Determination (decision)

  1. In accordance with Paragraph 55 of the Housing Ombudsman Code, there was no maladministration regarding:
    1. The tone of the landlord’s communication.
    2. The landlord allegedly victimising the resident.
  2. In accordance with Paragraph 55 of the Housing Ombudsman Code, there was service failure regarding how the landlord sought to arrange an electrical test at the resident’s property.

Reasons

  1. It is evident the resident was unhappy with the landlord’s approach to the arranging of an electrical test and in particular the tone of its letter. Whilst the resident’s views are acknowledged and this Service understands she was caused upset by the landlord’s correspondence, in the Ombudsman’s opinion, the landlord’s letter regarding the electrical check did not appear to talk down to the resident and it explained its position in a clear and polite way.
  2. However, in its letter the landlord also referred to the possibility of tenancy enforcement action being taken against the resident without outlining which tenancy condition or legislation it considered she would be in breach of if she did not allow the test to take place. While the tone of the letter did not appear to be threatening overall, the mention of enforcement action was not appropriate and would have caused the resident distress. The landlord also did not appropriately address this aspect within its responses or acknowledge that there was no indication the resident was refusing to allow the test to take place.
  3. The landlord’s explanation for seeking to arrange the electrical test ahead of schedule was reasonable. It was also appropriate for it to acknowledge that it could have better communicated its position to the resident to begin with.
  4. There is no evidence that the landlord has targeted the resident. From the information available, it did not treat her differently when it attempted to arrange electrical tests and while its reference to enforcement action within its November 2020 letter may have been erroneous and, as above, was liable to cause her distress, it does not indicate that it sought to victimise her.

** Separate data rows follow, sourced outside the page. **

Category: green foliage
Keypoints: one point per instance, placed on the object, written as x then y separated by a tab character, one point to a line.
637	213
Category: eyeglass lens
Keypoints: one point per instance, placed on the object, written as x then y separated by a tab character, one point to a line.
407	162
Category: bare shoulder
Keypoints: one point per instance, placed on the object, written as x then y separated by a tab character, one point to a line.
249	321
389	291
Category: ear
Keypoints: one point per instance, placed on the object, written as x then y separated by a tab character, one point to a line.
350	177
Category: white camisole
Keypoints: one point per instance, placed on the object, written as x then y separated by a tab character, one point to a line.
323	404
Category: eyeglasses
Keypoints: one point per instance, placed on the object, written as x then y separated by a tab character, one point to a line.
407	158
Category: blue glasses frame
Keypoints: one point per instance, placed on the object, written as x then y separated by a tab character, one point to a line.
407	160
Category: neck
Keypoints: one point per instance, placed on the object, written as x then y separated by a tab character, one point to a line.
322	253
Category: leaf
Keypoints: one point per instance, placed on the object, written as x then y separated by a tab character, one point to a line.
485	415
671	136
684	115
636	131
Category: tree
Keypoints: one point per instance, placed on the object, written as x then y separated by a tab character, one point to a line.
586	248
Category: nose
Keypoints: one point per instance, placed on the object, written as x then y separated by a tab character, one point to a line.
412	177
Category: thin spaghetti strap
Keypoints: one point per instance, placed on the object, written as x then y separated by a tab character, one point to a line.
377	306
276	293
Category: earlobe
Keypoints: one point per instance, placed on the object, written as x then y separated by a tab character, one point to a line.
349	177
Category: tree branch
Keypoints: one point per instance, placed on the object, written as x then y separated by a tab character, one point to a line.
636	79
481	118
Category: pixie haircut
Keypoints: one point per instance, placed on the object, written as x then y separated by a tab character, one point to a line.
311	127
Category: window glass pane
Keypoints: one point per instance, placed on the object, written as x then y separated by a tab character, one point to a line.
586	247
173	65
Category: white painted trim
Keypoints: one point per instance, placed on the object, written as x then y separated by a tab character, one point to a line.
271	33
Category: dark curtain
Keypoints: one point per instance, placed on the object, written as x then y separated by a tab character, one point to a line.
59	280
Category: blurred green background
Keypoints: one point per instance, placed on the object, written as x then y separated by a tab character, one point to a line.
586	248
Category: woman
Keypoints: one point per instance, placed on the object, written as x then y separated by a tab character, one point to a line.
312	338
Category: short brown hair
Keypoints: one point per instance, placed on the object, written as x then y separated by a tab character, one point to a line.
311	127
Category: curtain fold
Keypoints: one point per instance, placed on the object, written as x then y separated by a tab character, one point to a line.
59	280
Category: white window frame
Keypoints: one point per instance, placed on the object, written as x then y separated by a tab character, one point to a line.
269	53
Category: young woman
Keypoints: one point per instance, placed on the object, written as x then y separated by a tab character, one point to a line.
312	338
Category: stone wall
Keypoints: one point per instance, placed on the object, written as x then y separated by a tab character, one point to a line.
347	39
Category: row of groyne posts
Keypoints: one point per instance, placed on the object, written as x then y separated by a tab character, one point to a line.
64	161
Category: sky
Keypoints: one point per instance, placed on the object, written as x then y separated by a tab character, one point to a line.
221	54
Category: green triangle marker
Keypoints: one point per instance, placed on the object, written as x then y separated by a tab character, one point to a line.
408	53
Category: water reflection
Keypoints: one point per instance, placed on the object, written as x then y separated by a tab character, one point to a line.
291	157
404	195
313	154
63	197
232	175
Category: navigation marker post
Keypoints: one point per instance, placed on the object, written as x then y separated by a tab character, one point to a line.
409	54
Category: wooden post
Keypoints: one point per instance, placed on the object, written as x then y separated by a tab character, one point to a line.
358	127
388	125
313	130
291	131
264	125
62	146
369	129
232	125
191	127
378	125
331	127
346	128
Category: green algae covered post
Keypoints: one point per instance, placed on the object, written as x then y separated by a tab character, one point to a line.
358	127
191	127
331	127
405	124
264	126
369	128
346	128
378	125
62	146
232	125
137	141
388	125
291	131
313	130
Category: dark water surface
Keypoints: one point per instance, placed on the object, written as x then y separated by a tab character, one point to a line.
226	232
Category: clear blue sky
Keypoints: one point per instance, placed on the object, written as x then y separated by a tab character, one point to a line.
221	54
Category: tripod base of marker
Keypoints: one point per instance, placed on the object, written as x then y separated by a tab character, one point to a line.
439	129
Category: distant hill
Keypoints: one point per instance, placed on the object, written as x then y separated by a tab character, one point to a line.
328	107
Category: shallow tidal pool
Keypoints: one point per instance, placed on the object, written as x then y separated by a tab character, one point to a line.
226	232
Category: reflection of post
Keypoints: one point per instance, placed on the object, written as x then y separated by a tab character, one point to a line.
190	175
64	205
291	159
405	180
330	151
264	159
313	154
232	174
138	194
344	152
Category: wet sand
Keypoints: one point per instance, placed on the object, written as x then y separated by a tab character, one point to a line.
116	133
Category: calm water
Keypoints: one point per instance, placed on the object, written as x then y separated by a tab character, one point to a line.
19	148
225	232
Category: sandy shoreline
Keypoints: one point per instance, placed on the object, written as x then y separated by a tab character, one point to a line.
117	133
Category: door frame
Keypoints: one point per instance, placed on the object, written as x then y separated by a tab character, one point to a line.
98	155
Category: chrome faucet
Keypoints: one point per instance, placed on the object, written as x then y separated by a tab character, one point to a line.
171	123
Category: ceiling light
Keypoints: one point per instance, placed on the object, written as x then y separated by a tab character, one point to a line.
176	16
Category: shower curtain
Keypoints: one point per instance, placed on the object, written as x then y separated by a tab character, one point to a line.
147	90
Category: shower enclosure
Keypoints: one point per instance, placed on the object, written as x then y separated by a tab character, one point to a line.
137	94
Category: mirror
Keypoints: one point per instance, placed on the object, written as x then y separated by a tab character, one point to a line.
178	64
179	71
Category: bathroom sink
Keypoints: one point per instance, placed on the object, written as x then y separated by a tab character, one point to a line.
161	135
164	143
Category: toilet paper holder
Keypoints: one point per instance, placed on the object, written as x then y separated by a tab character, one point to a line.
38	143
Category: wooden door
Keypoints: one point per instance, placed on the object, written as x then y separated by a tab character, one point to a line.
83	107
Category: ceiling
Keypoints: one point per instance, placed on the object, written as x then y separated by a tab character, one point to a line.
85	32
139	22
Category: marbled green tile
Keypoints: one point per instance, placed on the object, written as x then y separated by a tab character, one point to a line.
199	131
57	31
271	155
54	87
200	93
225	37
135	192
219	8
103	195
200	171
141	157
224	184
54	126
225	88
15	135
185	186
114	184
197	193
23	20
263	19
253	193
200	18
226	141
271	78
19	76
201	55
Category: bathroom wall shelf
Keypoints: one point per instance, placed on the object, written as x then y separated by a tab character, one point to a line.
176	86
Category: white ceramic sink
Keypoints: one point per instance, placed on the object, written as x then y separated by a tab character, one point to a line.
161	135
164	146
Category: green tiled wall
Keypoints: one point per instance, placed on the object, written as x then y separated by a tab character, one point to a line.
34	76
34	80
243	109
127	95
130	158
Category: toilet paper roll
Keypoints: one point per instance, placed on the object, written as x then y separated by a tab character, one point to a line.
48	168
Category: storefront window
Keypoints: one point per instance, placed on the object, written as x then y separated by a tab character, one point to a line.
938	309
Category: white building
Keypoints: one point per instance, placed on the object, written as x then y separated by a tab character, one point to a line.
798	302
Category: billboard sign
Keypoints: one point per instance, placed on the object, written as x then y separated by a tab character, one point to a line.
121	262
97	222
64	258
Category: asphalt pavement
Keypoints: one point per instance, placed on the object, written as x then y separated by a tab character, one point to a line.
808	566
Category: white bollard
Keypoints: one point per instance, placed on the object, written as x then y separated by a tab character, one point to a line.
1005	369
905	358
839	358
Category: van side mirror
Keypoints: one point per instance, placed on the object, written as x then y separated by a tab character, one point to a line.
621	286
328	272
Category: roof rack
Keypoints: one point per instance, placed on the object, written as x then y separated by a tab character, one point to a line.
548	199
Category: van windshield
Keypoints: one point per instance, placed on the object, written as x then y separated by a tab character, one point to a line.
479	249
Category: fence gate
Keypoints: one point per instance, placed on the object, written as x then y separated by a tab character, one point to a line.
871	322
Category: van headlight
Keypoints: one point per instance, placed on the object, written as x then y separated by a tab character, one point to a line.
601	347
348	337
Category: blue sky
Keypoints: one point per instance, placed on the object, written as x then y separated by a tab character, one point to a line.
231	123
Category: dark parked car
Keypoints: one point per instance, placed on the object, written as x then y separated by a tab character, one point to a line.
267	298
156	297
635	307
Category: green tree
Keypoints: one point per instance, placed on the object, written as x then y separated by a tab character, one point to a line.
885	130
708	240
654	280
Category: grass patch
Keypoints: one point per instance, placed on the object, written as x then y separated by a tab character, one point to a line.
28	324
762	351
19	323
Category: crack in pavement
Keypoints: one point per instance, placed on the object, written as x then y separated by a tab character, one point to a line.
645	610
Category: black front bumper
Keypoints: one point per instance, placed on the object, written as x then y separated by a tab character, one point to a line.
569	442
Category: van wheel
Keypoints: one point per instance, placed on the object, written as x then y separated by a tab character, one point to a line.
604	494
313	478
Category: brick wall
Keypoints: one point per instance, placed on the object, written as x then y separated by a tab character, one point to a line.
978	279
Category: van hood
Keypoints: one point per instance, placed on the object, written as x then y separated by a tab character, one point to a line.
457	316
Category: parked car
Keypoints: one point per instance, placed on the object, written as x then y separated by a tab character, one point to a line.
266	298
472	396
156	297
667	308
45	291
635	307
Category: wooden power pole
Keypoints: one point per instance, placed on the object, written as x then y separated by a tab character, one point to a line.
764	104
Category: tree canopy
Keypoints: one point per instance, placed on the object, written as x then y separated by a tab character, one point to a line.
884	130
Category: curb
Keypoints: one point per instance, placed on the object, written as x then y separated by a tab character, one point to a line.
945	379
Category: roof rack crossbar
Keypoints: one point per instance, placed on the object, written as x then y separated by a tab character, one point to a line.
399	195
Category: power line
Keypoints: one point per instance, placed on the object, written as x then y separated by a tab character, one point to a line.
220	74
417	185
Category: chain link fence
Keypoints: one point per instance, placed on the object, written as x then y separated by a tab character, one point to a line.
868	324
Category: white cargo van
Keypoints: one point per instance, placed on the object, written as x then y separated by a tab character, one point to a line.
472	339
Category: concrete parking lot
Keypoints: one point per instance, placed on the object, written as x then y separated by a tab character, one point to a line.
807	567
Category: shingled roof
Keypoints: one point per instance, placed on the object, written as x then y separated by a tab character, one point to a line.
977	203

Orders and Recommendations

Orders

  1. The landlord should, within four weeks of the date of this letter:
    1. Apologise to the resident for threatening enforcement action and pay her £50 in compensation to reflect the distress this would have caused.
    2. Write to the resident to provide further details of its policy regarding electrical testing, confirm whether enforcement action exists and, if so, specify the legislation or section of her tenancy agreement this falls under.

Recommendations

  1. The landlord should write to the resident to clarify how many people sat on the Stage Three panel which investigated her complaints in January 2021.